DragonFly On-Line Manual Pages
REVOKE(2) DragonFly System Calls Manual REVOKE(2)
NAME
revoke -- revoke file access
LIBRARY
Standard C Library (libc, -lc)
SYNOPSIS
#include <unistd.h>
int
revoke(const char *path);
DESCRIPTION
The revoke() function invalidates all current open file descriptors in
the system for the file named by path. Subsequent operations on any such
descriptors fail, with the exceptions that a read() from a character
device file which has been revoked returns a count of zero (end of file),
and a close() call will succeed. If the file is a special file for a
device which is open, the device close function is called as if all open
references to the file had been closed.
Access to a file may be revoked only by its owner or the super user.
Root, jail root, and chrooted directories cannot be revoked.
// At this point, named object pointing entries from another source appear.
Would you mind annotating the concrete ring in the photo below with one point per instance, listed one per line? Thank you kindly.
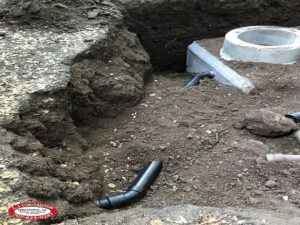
(267, 44)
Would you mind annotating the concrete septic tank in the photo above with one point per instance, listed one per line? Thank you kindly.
(267, 44)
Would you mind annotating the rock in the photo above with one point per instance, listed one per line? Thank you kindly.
(253, 201)
(257, 147)
(271, 184)
(44, 187)
(92, 14)
(162, 147)
(79, 194)
(267, 123)
(189, 137)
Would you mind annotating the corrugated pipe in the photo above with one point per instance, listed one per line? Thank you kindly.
(195, 80)
(137, 190)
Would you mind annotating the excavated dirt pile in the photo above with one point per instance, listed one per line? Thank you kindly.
(76, 143)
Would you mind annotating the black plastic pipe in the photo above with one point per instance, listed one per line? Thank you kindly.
(137, 190)
(295, 116)
(195, 80)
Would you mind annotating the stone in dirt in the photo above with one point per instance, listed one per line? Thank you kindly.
(263, 122)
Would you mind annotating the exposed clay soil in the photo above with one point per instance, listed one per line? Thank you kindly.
(208, 159)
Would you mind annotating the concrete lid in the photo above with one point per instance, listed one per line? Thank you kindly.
(269, 44)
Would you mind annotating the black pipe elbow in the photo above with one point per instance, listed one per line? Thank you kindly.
(136, 191)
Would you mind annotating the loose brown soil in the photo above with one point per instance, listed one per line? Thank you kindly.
(208, 160)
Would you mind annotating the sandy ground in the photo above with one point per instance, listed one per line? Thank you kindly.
(208, 159)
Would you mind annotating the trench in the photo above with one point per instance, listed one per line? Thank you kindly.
(104, 137)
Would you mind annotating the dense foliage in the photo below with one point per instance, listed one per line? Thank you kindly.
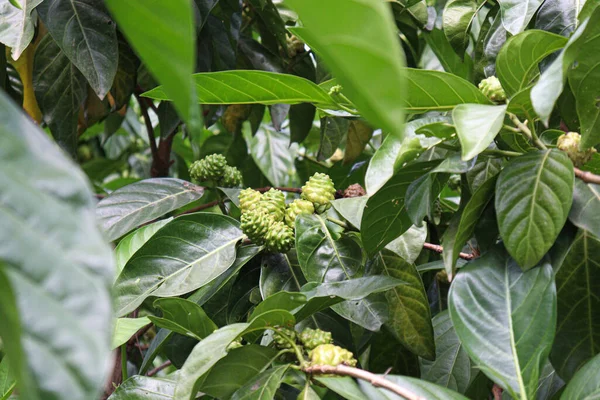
(307, 199)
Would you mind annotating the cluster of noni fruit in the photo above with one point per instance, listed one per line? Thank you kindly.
(214, 168)
(268, 221)
(317, 343)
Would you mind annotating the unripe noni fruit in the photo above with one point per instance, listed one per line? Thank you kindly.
(279, 238)
(569, 143)
(296, 208)
(312, 338)
(249, 199)
(274, 202)
(256, 224)
(492, 89)
(232, 177)
(329, 354)
(320, 191)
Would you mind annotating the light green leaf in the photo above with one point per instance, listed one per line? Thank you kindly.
(171, 26)
(505, 319)
(125, 328)
(133, 205)
(578, 284)
(529, 48)
(533, 197)
(186, 254)
(330, 30)
(477, 125)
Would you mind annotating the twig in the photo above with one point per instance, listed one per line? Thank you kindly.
(439, 249)
(375, 380)
(156, 370)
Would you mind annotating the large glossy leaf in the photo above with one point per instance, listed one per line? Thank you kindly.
(516, 14)
(529, 48)
(140, 387)
(533, 197)
(203, 357)
(578, 284)
(452, 366)
(585, 385)
(186, 254)
(59, 288)
(585, 212)
(505, 319)
(385, 217)
(477, 125)
(133, 205)
(330, 30)
(60, 90)
(410, 317)
(87, 36)
(172, 30)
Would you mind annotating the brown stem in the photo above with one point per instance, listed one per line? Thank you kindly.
(375, 380)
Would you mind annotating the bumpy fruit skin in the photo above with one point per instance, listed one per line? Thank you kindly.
(256, 224)
(280, 341)
(209, 168)
(569, 143)
(232, 177)
(274, 202)
(492, 89)
(296, 208)
(279, 238)
(319, 190)
(312, 338)
(329, 354)
(249, 199)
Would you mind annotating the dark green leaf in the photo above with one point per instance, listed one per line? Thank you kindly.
(87, 36)
(186, 254)
(505, 319)
(133, 205)
(533, 197)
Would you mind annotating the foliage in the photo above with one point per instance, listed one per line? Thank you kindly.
(300, 196)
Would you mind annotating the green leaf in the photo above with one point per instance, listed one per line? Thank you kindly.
(585, 211)
(184, 317)
(263, 387)
(476, 126)
(140, 387)
(454, 240)
(585, 384)
(60, 90)
(203, 357)
(172, 29)
(419, 387)
(133, 205)
(329, 29)
(186, 254)
(385, 217)
(452, 366)
(125, 328)
(87, 36)
(57, 267)
(529, 48)
(272, 153)
(578, 330)
(237, 368)
(251, 87)
(505, 319)
(134, 241)
(516, 14)
(410, 317)
(533, 196)
(456, 21)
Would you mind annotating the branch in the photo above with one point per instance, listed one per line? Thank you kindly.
(375, 380)
(439, 249)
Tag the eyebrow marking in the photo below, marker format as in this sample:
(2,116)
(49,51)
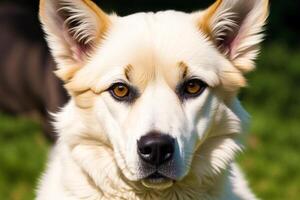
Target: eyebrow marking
(128,70)
(183,68)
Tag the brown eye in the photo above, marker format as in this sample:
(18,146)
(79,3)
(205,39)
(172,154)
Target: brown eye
(191,88)
(120,90)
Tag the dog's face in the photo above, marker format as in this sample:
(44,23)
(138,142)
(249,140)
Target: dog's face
(155,90)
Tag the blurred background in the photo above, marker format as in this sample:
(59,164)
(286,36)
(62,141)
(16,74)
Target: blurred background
(28,89)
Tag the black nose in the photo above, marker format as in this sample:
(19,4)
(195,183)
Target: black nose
(156,148)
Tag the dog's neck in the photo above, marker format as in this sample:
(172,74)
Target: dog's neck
(113,185)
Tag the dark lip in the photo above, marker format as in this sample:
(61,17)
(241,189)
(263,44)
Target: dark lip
(156,175)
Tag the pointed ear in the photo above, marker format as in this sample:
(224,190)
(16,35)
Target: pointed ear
(235,27)
(73,29)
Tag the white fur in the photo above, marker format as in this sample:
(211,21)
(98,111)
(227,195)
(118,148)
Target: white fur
(96,154)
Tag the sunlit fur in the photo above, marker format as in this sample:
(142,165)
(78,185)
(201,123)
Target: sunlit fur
(96,154)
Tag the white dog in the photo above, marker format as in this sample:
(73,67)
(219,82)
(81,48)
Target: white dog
(153,111)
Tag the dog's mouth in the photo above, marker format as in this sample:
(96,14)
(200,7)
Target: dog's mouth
(157,181)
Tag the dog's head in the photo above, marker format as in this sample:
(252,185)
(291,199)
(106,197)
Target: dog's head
(153,92)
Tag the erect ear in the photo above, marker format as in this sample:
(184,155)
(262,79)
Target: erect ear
(73,29)
(235,27)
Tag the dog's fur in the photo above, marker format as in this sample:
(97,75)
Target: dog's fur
(96,155)
(28,86)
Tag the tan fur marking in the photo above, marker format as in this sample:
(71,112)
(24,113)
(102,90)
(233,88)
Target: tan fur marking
(67,72)
(204,24)
(183,68)
(128,70)
(85,99)
(102,17)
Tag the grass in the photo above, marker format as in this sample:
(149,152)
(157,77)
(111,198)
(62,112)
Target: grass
(271,161)
(23,151)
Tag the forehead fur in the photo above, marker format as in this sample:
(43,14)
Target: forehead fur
(154,45)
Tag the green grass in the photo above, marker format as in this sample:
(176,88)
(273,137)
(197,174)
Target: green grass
(23,152)
(271,160)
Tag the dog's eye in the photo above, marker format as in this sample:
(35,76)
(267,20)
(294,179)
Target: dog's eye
(192,88)
(123,92)
(120,90)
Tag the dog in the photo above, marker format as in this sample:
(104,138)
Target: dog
(154,112)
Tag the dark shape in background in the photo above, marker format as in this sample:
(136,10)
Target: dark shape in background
(271,160)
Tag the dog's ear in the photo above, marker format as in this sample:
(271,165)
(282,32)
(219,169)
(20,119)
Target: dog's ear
(235,27)
(73,29)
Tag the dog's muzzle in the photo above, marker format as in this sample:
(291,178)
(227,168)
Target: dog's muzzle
(156,149)
(156,152)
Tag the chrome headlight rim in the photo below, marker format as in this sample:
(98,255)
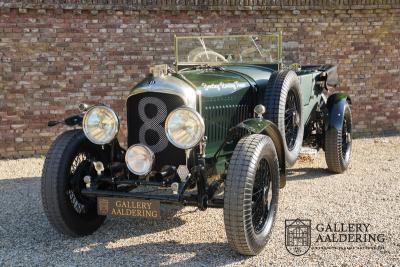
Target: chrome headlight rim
(151,154)
(200,120)
(85,121)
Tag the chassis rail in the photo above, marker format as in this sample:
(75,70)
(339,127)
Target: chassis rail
(163,198)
It is
normally used to prepare a terminal device for a new login session,
preventing any access by a previous user of the terminal.
RETURN VALUES
The revoke() function returns the value 0 if successful; otherwise the
value -1 is returned and the global variable errno is set to indicate the
error.
ERRORS
Access to the named file is revoked unless one of the following:
[ENOTDIR] A component of the path prefix is not a directory.
[ENAMETOOLONG] A component of a pathname exceeded 255 characters, or
an entire path name exceeded 1024 characters.
[ENOENT] The named file or a component of the path name does
not exist.
[EACCES] Search permission is denied for a component of the
path prefix.
[ELOOP] Too many symbolic links were encountered in
translating the pathname.
[EFAULT] Path points outside the process's allocated address
space.
[EPERM] The caller is neither the owner of the file nor the
super user.
SEE ALSO
close(2)
HISTORY
The revoke() function was introduced in 4.3BSD-Reno.